In tutto questo, è quasi naturale che Wilde additi Gesù come modello non solo per ogni vita ma anche per ogni arte. “Riconosco una più intima ed immediata connessione tra la vera vita di Cristo e la vera vita dell’artista […].” In questa meravigliosa accettazione del mondo “al di là del bene e del male”, in questo amor fati, Wilde arriva anche a formulare una sua personale teodicea: egli dice che Dio, pur essendo buono, permette il dolore perché è solo mediante al dolore che si può pervenire all’amore:

[…] se il mondo è stato, come ho già detto, costruito sul dolore, le mani dell’amore ne sono state l’artefice: l’anima dell’uomo, infatti, per cui il mondo è stato creato, non avrebbe potuto in nessun altro modo raggiungere le vette della sua perfezione. Piacere per il corpo bello, ma dolore per l’anima bella.

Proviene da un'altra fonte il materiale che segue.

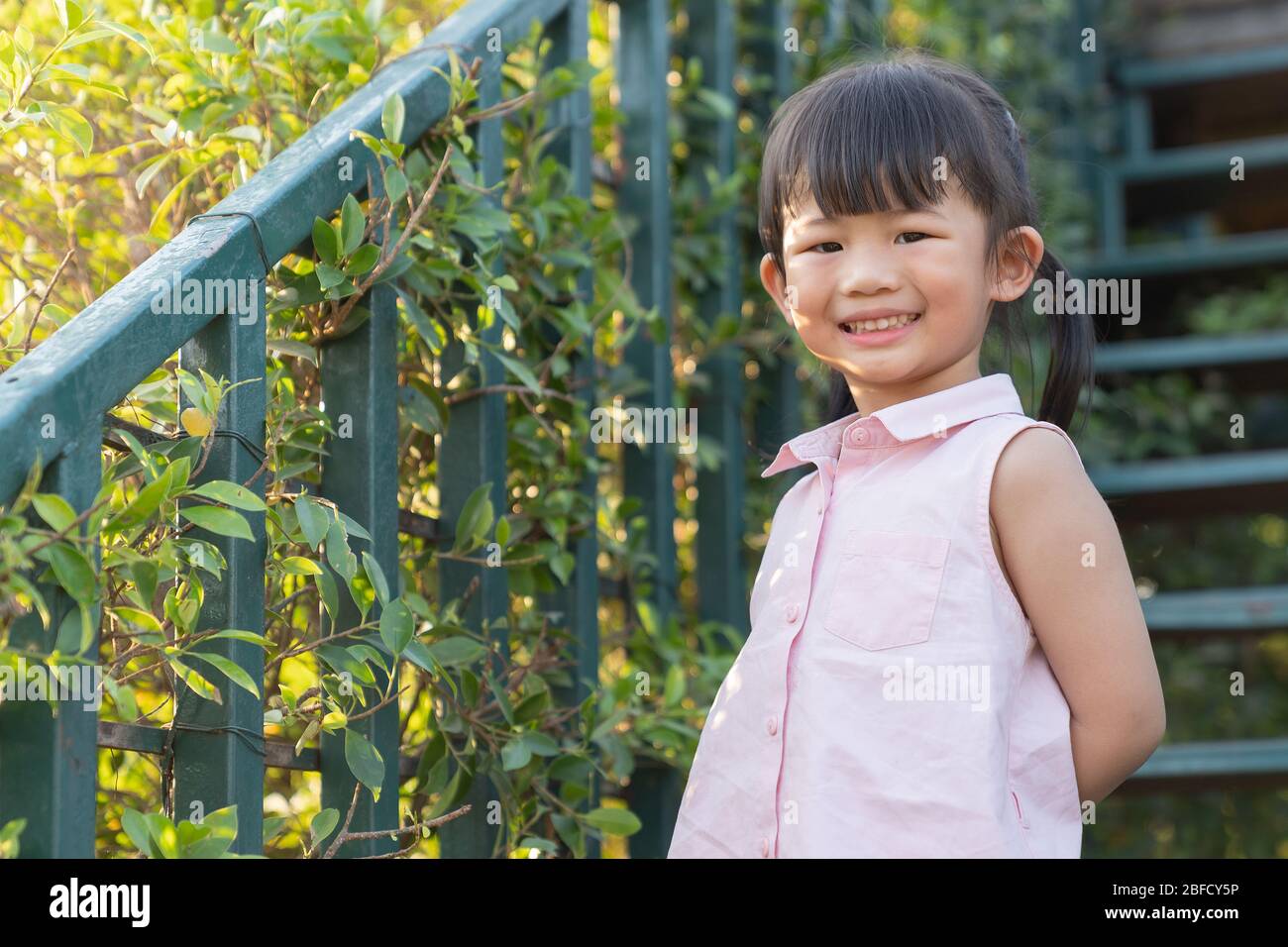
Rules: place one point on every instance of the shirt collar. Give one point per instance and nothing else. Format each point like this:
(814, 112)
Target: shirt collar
(909, 420)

È un messaggio difficile da ricevere oggi: che ne sappiamo, noi figli del benessere, di che sia la vera sofferenza? Ma tentare di accettare ed affrontare la vita, anche nei suoi rischi e nelle sue privazioni; cercare di mostrarsi anche con le proprie fragilità e le proprie ferite è forse l’unico modo di vivere davvero, di essere davvero se stessi, di dare un senso ai propri giorni ed ai propri incontri, di non circondarci solo di persone che ci abbandonerebbero se non fossimo più “su un piedistallo”. È questa anche l’esortazione suprema e finale che fa Wilde a Lord Douglas, il ragazzo che pure l’aveva così vergognosamente amareggiato: di non eludere né scansare le preoccupazioni e le difficoltà, rinchiudendosi nella protezione della madre o nel suo delirio narcisistico, infantile ed isterico, ma affrontare queste difficoltà, attraversare “la polvere”, per scoprire la sua vera identità, per conoscere finalmente se stesso, oltre alle maschere e alle apparenze dietro cui si nascondeva. Forse così anche il loro rapporto, così misero ed infelice, avrebbe potuto assumere un senso nella comprensione di quest’eredità profonda.

Venisti da me per conoscere i piaceri della vita e i piaceri dell’arte. Forse io sono destinato a insegnarti una cosa assai più splendida: il significato del dolore, la sua bellezza.